Dressed up in discards

Surgical masks. Crepe bandages. Padded bras. What made Vivan Sundaram create wearable art from trash?

March 10, 2012 06:52 pm | Updated 06:52 pm IST

JS Lingerie (jockstraps: cotton fabric)

JS Lingerie (jockstraps: cotton fabric)

Hours before the opening of “GAGAWAKA: Making Strange” at Chemould Prescott Gallery in Mumbai, Vivan Sundaram was preoccupied with the positioning of his artwork. Twenty of these 30 works, wearable art from trash, sat pretty in five informal clusters. The rest — a black number embellished with bold red padded bras, a breezy trouser fashioned from surgical masks, a perky short dress of crepe bandages to name a few — posed a challenge. These creations were to be paraded by models as they sashayed among the invitees. These sculptural pieces, as the multidisciplinary artist calls them, debuted in Delhi in December 2011. Vivan Sundaram spoke about his latest work and the innovative use it may be put to.

Three months ago “GAGAWAKA: Making Strange” opened at the Lalit Kala Akademi in Delhi. How different is this show from that?

Every space is a challenge and makes one innovate. In Delhi, I was working in a gallery that was three times the size of Chemould. I created an 80-feet long ramp with my earlier works where models and dancers could perform with these garments.

Here, in Chemould Prescott gallery, models wearing 10 of my works moved around the invitees blurring the line between art and the audience. Here the “performative” element was minimal compared to that in Delhi. This made me explore the possibility of “performative” with the “non-performative” element. The models stood next to the mannequins in a premeditative positioning. After the opening, these 10 works, mounted on mannequins, join the rest of the works on display.

This crossover from a still artwork to one moving through gallery space and back to the stillness of a shot on a mannequin is very interesting to me. This fascinating shift from one to another, from a body that is moving to a body that is not a body at all.

This work is inspired by fashion…

There is a long history of relationship between art and fashion. It has evolved over time. Through this show, where art meets fashion, I wanted to see how this relationship is received today.

Please explain the title “GAGAWAKA: Making Strange”?

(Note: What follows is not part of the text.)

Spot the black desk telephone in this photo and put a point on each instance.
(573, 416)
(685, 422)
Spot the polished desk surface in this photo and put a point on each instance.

GAGAWAKA is inspired from Lady Gaga and Waka Waka , the FIFA World Cup song. Making Strange comes from Bertolt Brecht, which alludes to distanciation and alienation in contemporary times. I use everyday materials such as medicine foil, rubber tubes, sanitary napkins and bras to make unusual garments. As a result, when you look at the garments you recognise the material but, in this new avatar, it is strange.

Everyday urban waste — rubber tubes, paper cups, medicine foils, x-ray films — have been put to dramatic use in these garments. What do these works convey?

It took me two-and-a-half years to put this show together. I had a professional designer to help execute the idea. These garments cover and reveal and in doing so they evoke desire become symbols of eroticism and sexuality. There is pathos as well as seen in the use of orthopaedic braces and empty capsule foils, a reminder of decay and degeneration.

Though some of these garments are wearable this is art not fashion. Where is the demarcation between the two?

There is a thin line between art and fashion. What distinguishes this work from fashion is a combination of three things: the intention, material used and wearability.

The intention was to create an image from trash that was moving enough to become an art object. The garments were fashioned from material that was either discarded trash or purchased disposable material that I thought had potential.

As an artist I have made these sculptural objects, one of a kind, and not replicated as in a fashion designer's label.

Many of these carry aspects of contemporary modern fashion, perhaps not so much in India as in the west. Some of these are wearable depending on the kind of visibility you want.

So, what next for these sculptured pieces? Where do they go from here?

(Smiles) There is a lot of interest from the public and institutions to these garments. They want to put them to some use. Who knows may be they'll come up with a play or a performance or even an opera! The cues are there in the pieces. It is up to others to pick them.

Vivan Sundaram's GAGAWAKA: Making Strange at Chemould Prescott Gallery from February 27 to March 21, 2012.